The history of glass in Ithaca and the surrounding areas began with Amory Houghton Sr., a businessman from Brooklyn, N.Y. Houghton owned Union Glass Works and Cate & Phillip, two small glass businesses, and decided to base his companies in Corning in 1868, changing their names to Corning Glass Works (now Corning Inc.). Corning Inc. is now one of the largest glass-making businesses in the world.

The Corning Museum of Glass was founded in 1950 and is the world’s largest glass museum, with more than 45,000 objects spanning 35 centuries. Yvette Sterbenk, communications manager at the museum, said the museum’s popularity continues to grow and its glass working demonstrations are a major attraction.

“We attracted 375,000 people in 2007 and 340,000 in 2006,” Sterbenk said. “We’re seeing a continued increase because of our programs. Our studio is a great place for people to learn about the glass-working process.”

When Whitford came to Ithaca nine years ago, he said he only knew a few people who worked with glass. Since then, he has seen the artisan population grow.

“Over the past 10 years, I’ve seen a 100 to 200 percent increase in the number of people who [work with glass here], not to mention the rest of the country,” he said.

Whitford said he enjoys the community of glass workers around him.

“A lot of people bounce ideas off each other and play with different ideas and work together,” he said.

Robin Schwartz, the program director of the Community Arts Partnership, said there are many artists in Ithaca, some discovered and others unknown.

“I have 800 artists in my database and I’m sure I don’t have every one of them,” Schwartz said.
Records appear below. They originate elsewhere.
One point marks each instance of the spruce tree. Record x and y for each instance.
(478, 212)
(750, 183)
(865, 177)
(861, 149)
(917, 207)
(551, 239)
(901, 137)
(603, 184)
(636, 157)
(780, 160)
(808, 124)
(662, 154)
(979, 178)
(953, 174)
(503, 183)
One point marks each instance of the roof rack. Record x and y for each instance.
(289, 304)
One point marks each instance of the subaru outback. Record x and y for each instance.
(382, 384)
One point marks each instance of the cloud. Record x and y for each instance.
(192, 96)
Jennifer Kimball, an Ithaca resident who co-owns Pyrosglass.com with her husband Paul, a glass artisan, said her husband got interested in working with glass after he started collecting antique paperweights. Paul Kimball has since invented a new way to make glass objects.

“Paul is very interested in trying to understand early glassmakers’ processes and incorporating them into modern glass art,” she said.

Paul Kimball, whose glass art is sold around the world, invented Freeze and Fuse, a process that involves freezing powdered glass and water. After the glass is frozen, the craftsman can put it in a kiln until it becomes a solid piece of glass.

“It’s a process that almost anyone can learn,” Jennifer Kimball said. “It’s glass making for every man, for the rest of us.”

Ithaca may be home to a large population of artists, but Jennifer Kimball said selling pieces locally can difficult.

“[Ithaca] is definitely a great place to be as an artist because there are so many artists here,” she said. “[But] most artists find that to sell their art they need to look elsewhere.”

Jennifer Kimball said she and Paul try to support and engage their fellow artisans by holding craft shows in the area.

Whitford said he believes Ithaca’s appeal is the beautiful area and accepting community that keeps ideas thriving.

“I love looking around here and seeing the waterfalls,” he said. “Ithaca is a pretty liberal area where they essentially let you do what you want to do and that’s always a plus.”

Lyssa Hayes said it’s the atmosphere.

“We have a lot of stores selling glass in Ithaca,” she said. “It’s the community — it’s so chill, and we’re comfortable here. And Corning is so close, it’s easy to take classes there. People see glass working and want to do it.”

For Whitford, glass working is not so much about the money as it is the magic.

“To be able to set something on fire and make something in the end, that’s just amazing,” he said. “You’re almost a magician.”